The Logarithmic Random Bidding for the Parallel Roulette Wheel Selection with Precise Probabilities
Koji Nakano
TL;DR
The paper tackles the problem of exact fitness-proportionate (roulette wheel) selection in parallel settings, where many fitness values may be zero. It introduces a novel technique called logarithmic random bidding, computing $r_i = {\log(\mathrm{rand}())\over f_i}$ for each processor and selecting the maximum to realize $P(i) = F_i = {f_i\over \sum_j f_j}$. A formal proof shows this method yields the correct probabilities for all $i$ with $k$ non-zero fitness values, achieving $O(\log k)$ expected time on a CRCW-PRAM with constant shared memory.
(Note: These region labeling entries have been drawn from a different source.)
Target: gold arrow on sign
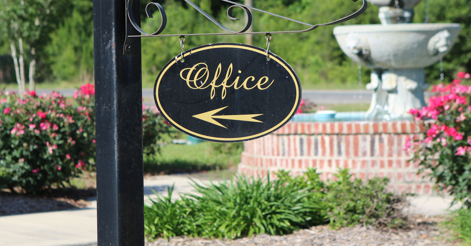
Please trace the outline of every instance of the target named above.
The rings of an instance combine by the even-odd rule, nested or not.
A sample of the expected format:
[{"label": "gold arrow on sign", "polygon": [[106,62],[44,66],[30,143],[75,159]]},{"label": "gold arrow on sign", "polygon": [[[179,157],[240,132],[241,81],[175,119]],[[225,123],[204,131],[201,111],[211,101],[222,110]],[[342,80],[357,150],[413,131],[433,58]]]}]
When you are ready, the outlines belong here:
[{"label": "gold arrow on sign", "polygon": [[256,120],[253,119],[254,117],[258,116],[259,115],[261,115],[263,114],[260,114],[258,115],[215,115],[215,114],[218,113],[218,112],[227,107],[229,106],[226,106],[225,107],[223,107],[220,108],[218,108],[217,109],[214,109],[214,110],[211,110],[211,111],[208,111],[205,113],[203,113],[202,114],[200,114],[199,115],[193,115],[193,117],[195,118],[197,118],[200,120],[203,120],[204,121],[207,121],[210,123],[212,123],[215,125],[219,125],[219,126],[222,126],[224,128],[227,128],[227,127],[222,125],[220,123],[216,121],[214,119],[224,119],[226,120],[235,120],[236,121],[251,121],[252,122],[262,122],[258,120]]}]

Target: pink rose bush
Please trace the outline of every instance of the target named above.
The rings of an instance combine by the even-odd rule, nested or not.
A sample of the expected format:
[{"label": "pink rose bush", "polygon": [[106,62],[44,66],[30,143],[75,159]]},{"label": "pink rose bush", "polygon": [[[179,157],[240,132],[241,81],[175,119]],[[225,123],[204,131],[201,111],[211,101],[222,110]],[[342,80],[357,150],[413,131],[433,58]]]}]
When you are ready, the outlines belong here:
[{"label": "pink rose bush", "polygon": [[439,190],[446,190],[464,205],[471,205],[471,86],[465,72],[448,85],[435,85],[429,105],[410,113],[426,131],[422,139],[409,139],[405,150],[413,152],[421,169],[431,171]]},{"label": "pink rose bush", "polygon": [[76,104],[54,92],[0,92],[0,186],[36,193],[92,168],[94,133],[78,130],[94,129],[87,116],[93,109],[79,111]]},{"label": "pink rose bush", "polygon": [[[94,86],[81,86],[73,98],[0,91],[0,188],[37,193],[94,169]],[[144,149],[152,154],[170,126],[148,108],[143,115]]]},{"label": "pink rose bush", "polygon": [[303,99],[301,100],[299,107],[296,111],[296,114],[302,113],[316,113],[317,111],[317,105],[309,100]]}]

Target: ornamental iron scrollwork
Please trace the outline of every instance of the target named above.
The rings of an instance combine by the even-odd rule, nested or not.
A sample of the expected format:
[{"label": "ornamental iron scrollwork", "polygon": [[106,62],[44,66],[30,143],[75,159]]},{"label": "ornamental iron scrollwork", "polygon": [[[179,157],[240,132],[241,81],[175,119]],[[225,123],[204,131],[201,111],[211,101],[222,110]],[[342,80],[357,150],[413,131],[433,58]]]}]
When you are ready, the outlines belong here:
[{"label": "ornamental iron scrollwork", "polygon": [[[258,8],[256,8],[253,7],[252,7],[247,5],[244,5],[244,4],[241,4],[240,3],[238,3],[235,2],[233,2],[232,1],[229,1],[229,0],[221,0],[234,4],[234,5],[229,7],[228,8],[227,8],[227,16],[229,17],[229,19],[231,20],[239,20],[239,19],[234,17],[234,16],[232,15],[232,10],[235,8],[237,7],[241,8],[243,9],[244,9],[244,10],[245,12],[245,13],[247,14],[247,16],[248,17],[247,22],[245,25],[245,26],[244,27],[243,29],[239,31],[235,31],[231,30],[226,27],[222,24],[218,22],[218,21],[216,20],[213,18],[211,17],[211,16],[210,16],[209,15],[207,14],[205,12],[203,11],[203,9],[200,8],[199,7],[198,7],[196,4],[193,3],[190,0],[185,0],[185,1],[187,2],[187,3],[191,5],[191,7],[193,7],[195,9],[198,10],[198,12],[199,12],[203,16],[204,16],[206,18],[207,18],[210,20],[212,21],[213,23],[217,25],[218,26],[219,26],[220,28],[222,29],[224,31],[227,32],[227,33],[189,33],[189,34],[172,34],[159,35],[159,34],[161,33],[162,33],[162,31],[163,31],[163,30],[165,29],[165,26],[167,25],[167,16],[165,15],[165,11],[163,9],[163,7],[162,7],[162,5],[157,3],[151,2],[148,3],[146,6],[146,13],[147,14],[147,17],[149,18],[152,18],[153,17],[152,13],[151,12],[151,7],[153,5],[155,6],[156,6],[157,8],[158,9],[159,12],[160,13],[160,15],[162,18],[162,21],[160,25],[160,27],[159,28],[158,30],[157,30],[156,32],[154,33],[149,33],[143,30],[139,26],[139,25],[138,25],[138,24],[136,22],[136,20],[135,20],[134,16],[132,14],[132,3],[133,0],[128,0],[127,2],[126,3],[127,6],[126,9],[128,17],[129,18],[129,21],[130,22],[131,25],[132,25],[132,26],[134,27],[134,28],[136,29],[136,30],[137,30],[138,32],[139,32],[141,33],[142,33],[144,35],[130,35],[130,36],[128,36],[127,35],[126,36],[129,38],[131,38],[131,37],[171,37],[171,36],[200,36],[200,35],[206,35],[265,34],[268,33],[305,33],[306,32],[312,31],[313,30],[314,30],[316,28],[320,26],[333,25],[351,19],[361,15],[362,13],[365,12],[365,10],[366,9],[366,7],[368,6],[368,4],[366,3],[366,0],[362,0],[362,1],[363,1],[363,5],[362,5],[361,8],[360,8],[359,9],[357,10],[355,13],[348,16],[344,17],[341,19],[339,19],[338,20],[337,20],[332,21],[331,22],[324,23],[322,24],[316,24],[313,25],[311,24],[309,24],[308,23],[305,23],[304,22],[299,21],[298,20],[296,20],[293,19],[291,19],[290,18],[288,18],[287,17],[285,17],[282,16],[276,15],[276,14],[273,14],[273,13],[270,13],[269,12],[264,11],[261,9],[259,9]],[[358,1],[358,0],[352,0],[354,2],[356,2]],[[297,30],[297,31],[271,31],[267,32],[252,32],[252,33],[246,33],[245,32],[246,32],[248,30],[249,30],[249,27],[252,25],[252,13],[250,12],[251,9],[260,12],[261,13],[268,14],[276,17],[278,17],[280,18],[282,18],[283,19],[296,22],[300,24],[302,24],[305,25],[307,25],[309,26],[309,28],[304,30]]]}]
The implementation leverages a shared memory cell to aggregate maxima, yielding the same asymptotic time bound and confirming practical efficiency particularly when the fitness vector is sparse. This approach enables fast, precise parallel selection in heuristic algorithms (e.g., ant-colony optimization for the traveling salesman problem) where many fitness entries are zero.
Abstract
The roulette wheel selection is a critical process in heuristic algorithms, enabling the probabilistic choice of items based on assigned fitness values. It selects an item with a probability proportional to its fitness value. This technique is commonly employed in ant-colony algorithms to randomly determine the next city to visit when solving the traveling salesman problem. Our study focuses on parallel algorithms designed to select one of multiple processors, each associated with fitness values, using random wheel selection. We propose a novel approach called logarithmic random bidding, which achieves an expected runtime logarithmic to the number of processors with non-zero fitness values, using the CRCW-PRAM model with a shared memory of constant size. Notably, the logarithmic random bidding technique demonstrates efficient performance, particularly in scenarios where only a few processors are assigned non-zero fitness values.